Entonces se abrió la puerta y las muchachas del coro fueron entrando en procesión, guiadas por la luz de la corona de velas que santa Lucía llevaba sobre la cabeza. También las demás sostenían una vela en la mano, y sus túnicas blancas resplandecían en la oscuridad. Cuando empezaron a cantar con sus voces delicadas y claras, hasta el último susurro se acalló.

 

«Natten går tunga fjät runt gård och stuva.

Kring jord som sol förlät, skuggorna ruva.

Då i vårt mörka hus, stiger med tända ljus,

Sankta Lucia, Sankta Lucia.»[1]

 

Se me llenaron los ojos de lágrimas sin saber por qué. La canción de santa Lucía solo decía que la luz de la santa ahuyentaba la noche, pero me conmovió mucho. Unos versos que hablaban de cómo expulsar la oscuridad. ¡Cuántas veces no había sentido yo que me hundía en un pozo negro!

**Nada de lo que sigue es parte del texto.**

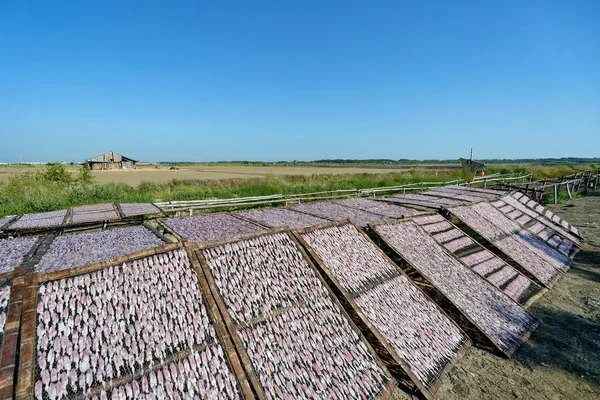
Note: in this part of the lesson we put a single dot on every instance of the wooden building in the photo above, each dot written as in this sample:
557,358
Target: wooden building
111,160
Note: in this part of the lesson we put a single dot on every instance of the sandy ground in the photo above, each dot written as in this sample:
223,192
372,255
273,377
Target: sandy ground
212,172
561,360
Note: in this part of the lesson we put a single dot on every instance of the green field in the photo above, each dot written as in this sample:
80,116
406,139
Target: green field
54,187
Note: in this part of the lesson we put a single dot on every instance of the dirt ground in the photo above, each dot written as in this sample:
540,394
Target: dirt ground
213,172
561,360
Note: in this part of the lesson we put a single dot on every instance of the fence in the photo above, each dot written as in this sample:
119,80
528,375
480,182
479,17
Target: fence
538,190
289,199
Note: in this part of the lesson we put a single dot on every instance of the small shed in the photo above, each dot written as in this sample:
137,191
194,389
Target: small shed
111,160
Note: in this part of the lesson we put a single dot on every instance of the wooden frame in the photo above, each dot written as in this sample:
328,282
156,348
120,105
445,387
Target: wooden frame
547,222
529,299
462,319
232,326
123,216
337,204
27,362
400,369
453,219
9,350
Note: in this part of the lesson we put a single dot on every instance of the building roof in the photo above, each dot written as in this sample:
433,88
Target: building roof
110,156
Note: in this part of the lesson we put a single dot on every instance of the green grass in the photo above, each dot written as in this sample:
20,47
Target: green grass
56,189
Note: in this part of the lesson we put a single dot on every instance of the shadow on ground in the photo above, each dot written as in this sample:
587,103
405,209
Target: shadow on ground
566,341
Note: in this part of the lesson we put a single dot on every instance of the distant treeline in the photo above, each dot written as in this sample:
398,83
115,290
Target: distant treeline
404,161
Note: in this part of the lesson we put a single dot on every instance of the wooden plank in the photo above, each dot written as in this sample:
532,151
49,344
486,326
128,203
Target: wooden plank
233,327
399,368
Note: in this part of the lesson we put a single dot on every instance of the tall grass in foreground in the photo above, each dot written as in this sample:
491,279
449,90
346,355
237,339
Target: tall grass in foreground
55,188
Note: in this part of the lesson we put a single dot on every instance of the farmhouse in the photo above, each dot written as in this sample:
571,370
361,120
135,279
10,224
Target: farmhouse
111,160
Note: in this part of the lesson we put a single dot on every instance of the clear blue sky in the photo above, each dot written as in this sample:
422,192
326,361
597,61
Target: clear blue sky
285,80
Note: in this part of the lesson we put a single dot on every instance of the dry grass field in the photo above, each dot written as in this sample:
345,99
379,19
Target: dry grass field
162,173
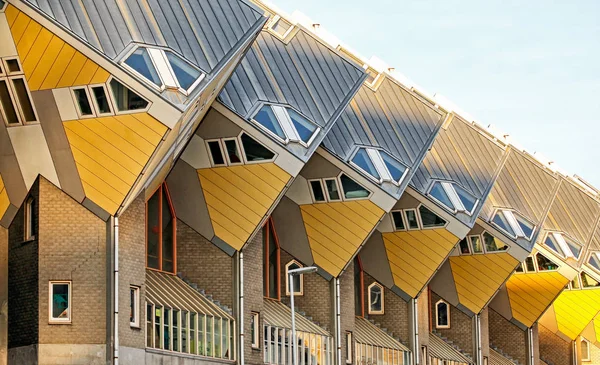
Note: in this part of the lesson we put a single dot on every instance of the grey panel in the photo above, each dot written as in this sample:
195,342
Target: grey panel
291,233
188,199
58,144
374,260
203,31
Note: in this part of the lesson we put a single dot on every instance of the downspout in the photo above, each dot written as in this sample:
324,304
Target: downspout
241,306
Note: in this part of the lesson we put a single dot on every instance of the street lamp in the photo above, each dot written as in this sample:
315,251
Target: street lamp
291,274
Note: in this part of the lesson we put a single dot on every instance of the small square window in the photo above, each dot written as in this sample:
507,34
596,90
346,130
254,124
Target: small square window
60,302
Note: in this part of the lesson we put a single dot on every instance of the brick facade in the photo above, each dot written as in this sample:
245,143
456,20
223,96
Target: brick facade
507,337
204,264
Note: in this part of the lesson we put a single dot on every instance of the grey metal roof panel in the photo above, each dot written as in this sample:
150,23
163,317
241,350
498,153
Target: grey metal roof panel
203,31
464,155
303,73
392,118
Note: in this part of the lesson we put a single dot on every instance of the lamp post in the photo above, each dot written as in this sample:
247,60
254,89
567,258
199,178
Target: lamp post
291,274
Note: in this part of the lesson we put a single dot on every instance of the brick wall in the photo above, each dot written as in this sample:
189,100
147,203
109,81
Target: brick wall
253,295
396,315
554,349
132,270
317,300
72,246
204,264
507,337
461,327
23,284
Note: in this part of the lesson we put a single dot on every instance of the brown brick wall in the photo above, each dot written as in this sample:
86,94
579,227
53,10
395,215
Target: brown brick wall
553,349
23,284
461,327
253,295
72,246
317,301
396,315
132,270
507,337
204,264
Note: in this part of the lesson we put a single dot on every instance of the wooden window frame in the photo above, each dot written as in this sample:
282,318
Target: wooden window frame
163,189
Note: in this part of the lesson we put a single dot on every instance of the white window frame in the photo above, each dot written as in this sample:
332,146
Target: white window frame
437,317
136,305
67,320
300,277
369,310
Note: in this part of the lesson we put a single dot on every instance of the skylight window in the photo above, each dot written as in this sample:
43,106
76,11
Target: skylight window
164,69
513,224
563,245
286,124
453,197
379,165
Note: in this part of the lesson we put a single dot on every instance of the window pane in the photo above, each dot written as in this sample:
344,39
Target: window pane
398,220
233,152
464,247
352,189
184,72
438,192
255,151
304,128
153,230
141,62
215,151
492,244
267,119
126,99
362,160
24,100
101,100
411,217
395,168
429,218
501,222
466,198
476,244
167,235
317,190
332,189
83,102
60,301
7,105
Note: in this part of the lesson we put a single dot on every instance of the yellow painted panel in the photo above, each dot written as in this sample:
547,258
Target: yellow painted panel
415,255
530,294
236,202
478,277
108,164
336,230
575,309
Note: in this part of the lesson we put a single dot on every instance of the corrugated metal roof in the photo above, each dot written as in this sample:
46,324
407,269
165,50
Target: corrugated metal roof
439,349
171,291
367,333
464,155
497,359
279,315
304,74
392,118
203,31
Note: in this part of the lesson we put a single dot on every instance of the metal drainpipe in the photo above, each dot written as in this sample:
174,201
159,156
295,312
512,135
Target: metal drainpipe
116,291
338,321
241,306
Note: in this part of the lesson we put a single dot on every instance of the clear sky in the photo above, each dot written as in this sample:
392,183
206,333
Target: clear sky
530,68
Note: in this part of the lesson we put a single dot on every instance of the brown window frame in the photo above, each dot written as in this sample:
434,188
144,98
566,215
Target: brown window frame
162,189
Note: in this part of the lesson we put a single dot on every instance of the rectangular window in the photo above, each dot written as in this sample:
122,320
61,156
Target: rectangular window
134,306
60,302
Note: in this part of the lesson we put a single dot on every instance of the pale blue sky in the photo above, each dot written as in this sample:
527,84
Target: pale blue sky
531,68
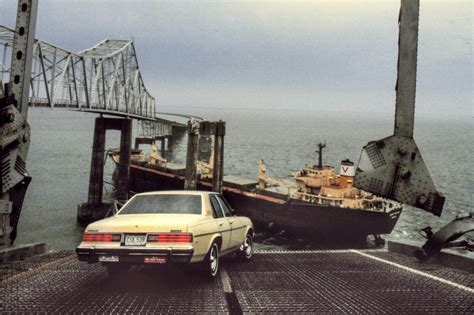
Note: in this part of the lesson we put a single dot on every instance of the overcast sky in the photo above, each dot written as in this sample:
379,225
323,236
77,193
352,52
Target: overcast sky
302,56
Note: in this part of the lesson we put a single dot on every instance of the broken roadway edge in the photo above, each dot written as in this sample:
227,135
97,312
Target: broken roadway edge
343,281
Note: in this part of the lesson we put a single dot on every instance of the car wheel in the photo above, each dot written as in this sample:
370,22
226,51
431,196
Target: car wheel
116,269
211,262
246,249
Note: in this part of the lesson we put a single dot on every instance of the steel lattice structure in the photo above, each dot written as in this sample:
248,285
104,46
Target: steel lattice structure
105,78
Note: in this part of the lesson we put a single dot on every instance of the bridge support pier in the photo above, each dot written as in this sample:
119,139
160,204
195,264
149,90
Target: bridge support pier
218,171
95,209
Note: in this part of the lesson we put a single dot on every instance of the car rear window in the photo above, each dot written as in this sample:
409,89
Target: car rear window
179,204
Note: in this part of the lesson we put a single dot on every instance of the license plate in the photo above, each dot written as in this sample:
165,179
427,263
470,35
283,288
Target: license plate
155,260
108,258
135,239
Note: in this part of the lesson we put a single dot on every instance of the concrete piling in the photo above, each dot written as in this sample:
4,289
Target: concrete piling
95,208
190,182
218,171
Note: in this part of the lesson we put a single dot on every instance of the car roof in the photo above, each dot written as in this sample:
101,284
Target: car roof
177,192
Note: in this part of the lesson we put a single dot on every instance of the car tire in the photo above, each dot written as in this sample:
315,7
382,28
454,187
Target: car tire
116,269
210,265
246,249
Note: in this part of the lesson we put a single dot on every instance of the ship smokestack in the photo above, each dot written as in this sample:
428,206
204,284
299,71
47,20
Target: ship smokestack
347,172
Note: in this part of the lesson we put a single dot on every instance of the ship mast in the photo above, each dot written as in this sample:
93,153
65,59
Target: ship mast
320,154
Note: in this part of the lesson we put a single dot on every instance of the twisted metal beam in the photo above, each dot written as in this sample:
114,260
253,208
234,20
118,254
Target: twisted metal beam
105,78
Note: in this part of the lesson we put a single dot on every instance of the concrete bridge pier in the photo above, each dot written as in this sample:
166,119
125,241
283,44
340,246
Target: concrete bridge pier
95,209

De repente no pude evitar pensar en mi madre, y en que también ella habría visto algún día esa misma representación. Las criadas, aunque debían quedarse en un rincón, no tenían prohibido asistir a la fiesta, así que presenciaban el mismo recital que los invitados. ¿Qué habría dicho mi madre si supiera que estaba viendo lo mismo que vio ella, solo que desde la mesa de los señores?

Turbada, me sequé las lágrimas de las mejillas y, al mirar a un lado, me di cuenta de que Agneta me observaba. Me obligué a sonreír para demostrarle que no estaba triste.

Las muchachas entraron en el salón y se detuvieron ante nuestra mesa. Les brillaban los ojos y se las veía muy contentas de haber conseguido acabar la primera canción.

Interpretaron también algunas otras. Su canto sonaba cada vez más redondo, y en él se podía distinguir cada una de las voces. Algunas tenían un timbre tan maravilloso que cualquiera habría creído estar ante una futura cantante de ópera o canto lírico. ¿Tendrían algún día la oportunidad de convertirse en algo así?

Las luces volvieron a encenderse con el aplauso de los invitados. Agneta dio las gracias al coro, indicó a las muchachas y a la mujer del pastor que se sentaran a una mesa especialmente dispuesta para ellas y dio por inaugurado el bufé. No solo había pastas tradicionales, sino también muchas otras exquisiteces que habrían sido dignas de una celebración de Navidad.

—Es la última ocasión festiva del año en que recibimos a socios comerciales —me explicó Agneta mientras los invitados marchaban hacia la comida—. Navidad y Fin de Año los celebramos en familia. Por eso debe de parecerte un día de santa Lucía más espléndido de lo que tal vez esperabas.

Yo nunca había celebrado ese día con un banquete, pero no dije nada y me limité a asentir con la cabeza.